The unexpected resignation of managing director and chief executive officer (CEO) of Infosys, Vishal Sikka, could impact the company’s operations in the near-term, given the uncertainty on leadership, worries related to employee exits and business growth. While the company, in an investors’ call, indicated there would be continuity in the business plan, the Street is jittery about the near-term fallout from the leadership vacuum till a new CEO is confirmed. U B Pravin Rao, the company’s chief operating officer, has been appointed interim CEO.
Emkay’s Rahul Jain and Ruchi Burde believe the resignation will impact the company’s financial performance in the short- to medium-term. While there could be short-term blips on business growth, the important parameter, according to analysts, is any employee exits especially in the senior management team in the wake of Sikka’s resignation. Said an analyst at a domestic brokerage, “The biggest worry is attrition which could impact business growth and the company could lose market share to competitors.” While analysts such as Sarabjit Kour Nangra of Angel Broking believe some attrition could happen, they believed the key is the transition period and the company’s ability to get a CEO who could deliver in a tough environment. Otherwise, growth will suffer.
On the operational side, the Street will look at the company’s ability to meet its constant currency revenue guidance of 6.5-8.5 per cent for FY18. Given the challenges on slowdown in client spending and business uncertainty, the company was forced to cut its guidance thrice during FY17 from 11.5-13.5 per cent it had projected at the start of the fiscal. Amit Chandra of HDFC Securities said the strategy was not going to change over the next couple of quarters given that Sikka would continue (as executive chairman). The company management indicated in the call that they were planning to meet the top 100 clients and explain the transition process. While there could be a slowdown in new business, over the next couple of quarters, current client commitments and deliveries will not be impacted, say analysts.

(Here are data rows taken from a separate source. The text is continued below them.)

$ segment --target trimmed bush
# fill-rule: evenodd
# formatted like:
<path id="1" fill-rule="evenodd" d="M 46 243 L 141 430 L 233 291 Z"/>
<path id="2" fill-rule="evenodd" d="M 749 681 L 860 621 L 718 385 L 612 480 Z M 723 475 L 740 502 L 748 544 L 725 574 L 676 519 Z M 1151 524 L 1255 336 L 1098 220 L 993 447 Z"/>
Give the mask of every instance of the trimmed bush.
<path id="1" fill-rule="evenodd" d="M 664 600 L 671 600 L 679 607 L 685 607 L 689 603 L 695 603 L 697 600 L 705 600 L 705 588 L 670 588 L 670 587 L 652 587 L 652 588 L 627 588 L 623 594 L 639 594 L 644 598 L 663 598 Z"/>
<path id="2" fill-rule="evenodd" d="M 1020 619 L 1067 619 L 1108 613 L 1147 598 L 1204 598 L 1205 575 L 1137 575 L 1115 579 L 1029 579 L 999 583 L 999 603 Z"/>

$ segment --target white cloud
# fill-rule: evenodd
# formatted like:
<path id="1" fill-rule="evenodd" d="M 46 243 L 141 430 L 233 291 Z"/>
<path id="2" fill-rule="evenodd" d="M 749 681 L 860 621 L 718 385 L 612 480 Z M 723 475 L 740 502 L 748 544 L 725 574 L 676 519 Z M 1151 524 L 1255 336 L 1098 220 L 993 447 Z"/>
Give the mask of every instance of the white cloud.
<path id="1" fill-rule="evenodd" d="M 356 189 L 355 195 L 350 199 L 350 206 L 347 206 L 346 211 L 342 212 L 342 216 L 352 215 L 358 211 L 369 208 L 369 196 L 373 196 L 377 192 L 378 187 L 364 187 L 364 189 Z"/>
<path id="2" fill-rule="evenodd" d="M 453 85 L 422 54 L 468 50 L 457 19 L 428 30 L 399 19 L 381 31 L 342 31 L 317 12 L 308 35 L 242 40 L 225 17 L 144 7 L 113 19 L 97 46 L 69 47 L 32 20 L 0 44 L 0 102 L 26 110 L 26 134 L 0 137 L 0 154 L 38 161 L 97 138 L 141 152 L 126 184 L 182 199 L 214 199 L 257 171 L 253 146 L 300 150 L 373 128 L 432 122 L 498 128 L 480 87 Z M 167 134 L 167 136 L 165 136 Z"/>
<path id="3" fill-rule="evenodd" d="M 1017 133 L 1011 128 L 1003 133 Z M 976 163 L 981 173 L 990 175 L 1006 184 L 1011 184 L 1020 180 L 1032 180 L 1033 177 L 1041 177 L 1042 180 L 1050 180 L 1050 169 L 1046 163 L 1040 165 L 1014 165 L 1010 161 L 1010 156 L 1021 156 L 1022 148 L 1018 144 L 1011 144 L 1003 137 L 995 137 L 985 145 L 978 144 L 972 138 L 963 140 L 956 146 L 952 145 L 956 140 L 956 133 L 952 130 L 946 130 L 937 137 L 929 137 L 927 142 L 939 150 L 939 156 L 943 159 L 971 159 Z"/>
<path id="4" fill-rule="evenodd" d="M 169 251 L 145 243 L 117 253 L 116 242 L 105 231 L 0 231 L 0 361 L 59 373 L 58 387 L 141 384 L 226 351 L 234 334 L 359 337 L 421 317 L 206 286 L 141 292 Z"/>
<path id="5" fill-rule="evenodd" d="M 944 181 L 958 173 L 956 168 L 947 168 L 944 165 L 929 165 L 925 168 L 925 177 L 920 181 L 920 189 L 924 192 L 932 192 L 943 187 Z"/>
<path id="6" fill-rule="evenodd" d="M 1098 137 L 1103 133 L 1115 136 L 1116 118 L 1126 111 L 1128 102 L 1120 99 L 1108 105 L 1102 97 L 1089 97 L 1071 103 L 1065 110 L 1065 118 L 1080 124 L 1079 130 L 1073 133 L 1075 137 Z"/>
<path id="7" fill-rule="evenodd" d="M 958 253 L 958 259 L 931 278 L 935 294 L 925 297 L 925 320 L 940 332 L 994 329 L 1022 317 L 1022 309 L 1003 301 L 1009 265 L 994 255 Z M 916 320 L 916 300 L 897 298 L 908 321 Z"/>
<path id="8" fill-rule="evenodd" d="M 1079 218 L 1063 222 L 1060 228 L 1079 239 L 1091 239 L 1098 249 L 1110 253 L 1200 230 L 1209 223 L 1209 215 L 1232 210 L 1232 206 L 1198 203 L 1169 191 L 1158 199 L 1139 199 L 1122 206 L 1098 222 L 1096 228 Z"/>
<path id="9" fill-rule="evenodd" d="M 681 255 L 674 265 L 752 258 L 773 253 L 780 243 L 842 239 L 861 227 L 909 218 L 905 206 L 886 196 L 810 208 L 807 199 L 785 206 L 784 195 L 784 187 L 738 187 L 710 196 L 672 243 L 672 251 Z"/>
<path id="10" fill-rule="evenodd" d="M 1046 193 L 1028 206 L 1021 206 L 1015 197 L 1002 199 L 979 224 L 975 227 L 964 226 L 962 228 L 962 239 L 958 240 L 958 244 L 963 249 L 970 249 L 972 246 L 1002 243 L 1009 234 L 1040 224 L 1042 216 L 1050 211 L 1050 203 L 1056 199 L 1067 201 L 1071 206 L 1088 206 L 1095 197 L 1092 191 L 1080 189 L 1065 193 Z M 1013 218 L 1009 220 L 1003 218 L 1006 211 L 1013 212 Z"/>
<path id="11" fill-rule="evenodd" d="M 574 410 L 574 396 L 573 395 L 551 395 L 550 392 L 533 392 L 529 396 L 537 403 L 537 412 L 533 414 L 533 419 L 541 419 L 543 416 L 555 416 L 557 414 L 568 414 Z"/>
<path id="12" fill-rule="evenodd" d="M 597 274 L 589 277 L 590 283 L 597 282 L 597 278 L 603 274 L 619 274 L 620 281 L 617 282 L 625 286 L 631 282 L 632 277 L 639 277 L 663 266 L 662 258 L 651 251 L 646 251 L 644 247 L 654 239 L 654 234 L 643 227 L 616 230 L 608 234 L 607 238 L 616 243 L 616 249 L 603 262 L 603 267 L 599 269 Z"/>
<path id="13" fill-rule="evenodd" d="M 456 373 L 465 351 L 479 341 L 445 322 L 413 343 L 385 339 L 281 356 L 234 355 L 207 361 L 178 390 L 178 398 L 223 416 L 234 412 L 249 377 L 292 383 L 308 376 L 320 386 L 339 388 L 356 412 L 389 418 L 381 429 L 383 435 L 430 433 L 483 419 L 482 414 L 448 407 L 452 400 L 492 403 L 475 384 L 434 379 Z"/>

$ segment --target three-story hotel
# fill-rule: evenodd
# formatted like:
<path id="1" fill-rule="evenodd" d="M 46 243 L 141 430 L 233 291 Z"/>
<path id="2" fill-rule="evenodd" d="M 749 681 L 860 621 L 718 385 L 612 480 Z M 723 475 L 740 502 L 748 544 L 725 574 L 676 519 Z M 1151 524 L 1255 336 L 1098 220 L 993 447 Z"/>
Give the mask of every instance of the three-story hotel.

The Street is worried about the ongoing spat between the board and founding members continuing. The management indicated in the investors’ call “that there was no guarantee that it will be sorted out”. Infosys founders had issues related to corporate governance which were first highlighted about eight months ago. In fact, after Sikka's resignation on Friday which was followed by the Infosys board making allegations against N R Naranyana Murthy, the Infosys founder hit back, denying all allegations. The tussle between the board and founders could delay the process of selecting a new head.
On the business front, the growth trigger would be the company’s ability to improve the proportion of digital services which account for 23 per cent of sales. Though this is higher than TCS’ 19 per cent, it is much lower than Accenture’s 50 per cent. Digital services were growing at 25 per cent annually, while the legacy systems, which made up over 75 per cent of revenues, were growing at three-four per cent.
What would give the stock some technical support was the announcement of a buyback, a decision on which will be taken on Saturday. The company plans to pay shareholders Rs 13,000 crore through either a buyback or a dividend in FY18.